With the wistful tones of a man hoping to cast a big presidential shadow of his own someday, President Clinton offered an assessment of his predecessor, Franklin Delano Roosevelt.

"He was a master politician and a magnificent commander-in-chief," the current president said. "His life had its fair share of disappointment and failures, but they never broke his spirit, or his faith in God or his fellow citizens. Because he always rose to the occasion, so did we."Clinton heaped this praise on Roosevelt, the only four-term U.S. president, during a speech before about 1,000 people at a Tuesday night gala in honor of Time magazine's 75th anniversary.

The event offered Clinton a chance to indulge his fascination with Roosevelt and many other men who occupied the White House, as well as an opportunity to again ponder the legacy he will leave.

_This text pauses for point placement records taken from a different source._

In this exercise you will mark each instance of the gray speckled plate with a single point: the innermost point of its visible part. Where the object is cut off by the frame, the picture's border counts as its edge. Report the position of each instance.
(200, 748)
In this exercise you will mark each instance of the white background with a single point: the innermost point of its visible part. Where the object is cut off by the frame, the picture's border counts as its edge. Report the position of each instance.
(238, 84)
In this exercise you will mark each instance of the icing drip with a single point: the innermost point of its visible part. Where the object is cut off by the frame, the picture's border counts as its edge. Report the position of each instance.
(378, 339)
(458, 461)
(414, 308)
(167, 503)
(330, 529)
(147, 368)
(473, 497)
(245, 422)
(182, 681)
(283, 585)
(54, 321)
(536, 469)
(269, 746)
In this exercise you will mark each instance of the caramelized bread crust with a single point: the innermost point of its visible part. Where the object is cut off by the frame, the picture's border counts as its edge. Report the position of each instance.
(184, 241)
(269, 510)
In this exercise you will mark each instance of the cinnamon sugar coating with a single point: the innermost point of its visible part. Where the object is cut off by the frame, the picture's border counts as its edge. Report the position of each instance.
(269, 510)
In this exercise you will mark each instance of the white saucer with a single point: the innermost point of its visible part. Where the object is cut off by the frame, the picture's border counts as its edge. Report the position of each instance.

As if aware of Clinton's mindset, former Soviet leader Mikhail Gorbachev also called on Roosevelt's legacy in making a connection between the populist accomplishments of Gandhi and Lenin.

"In Russia, he is held in high regard, perhaps no less than in this country," Gorbachev said of Roosevelt. "In Russia, we appreciate his New Deal."

The president's concern over whether his own legacy would measure up to legends like Roosevelt showed Tuesday, as he contrasted the challenges of Roosevelt's time - the Great Depression and World War II - with those of today: the global economy and Saddam Hussein's Iraq.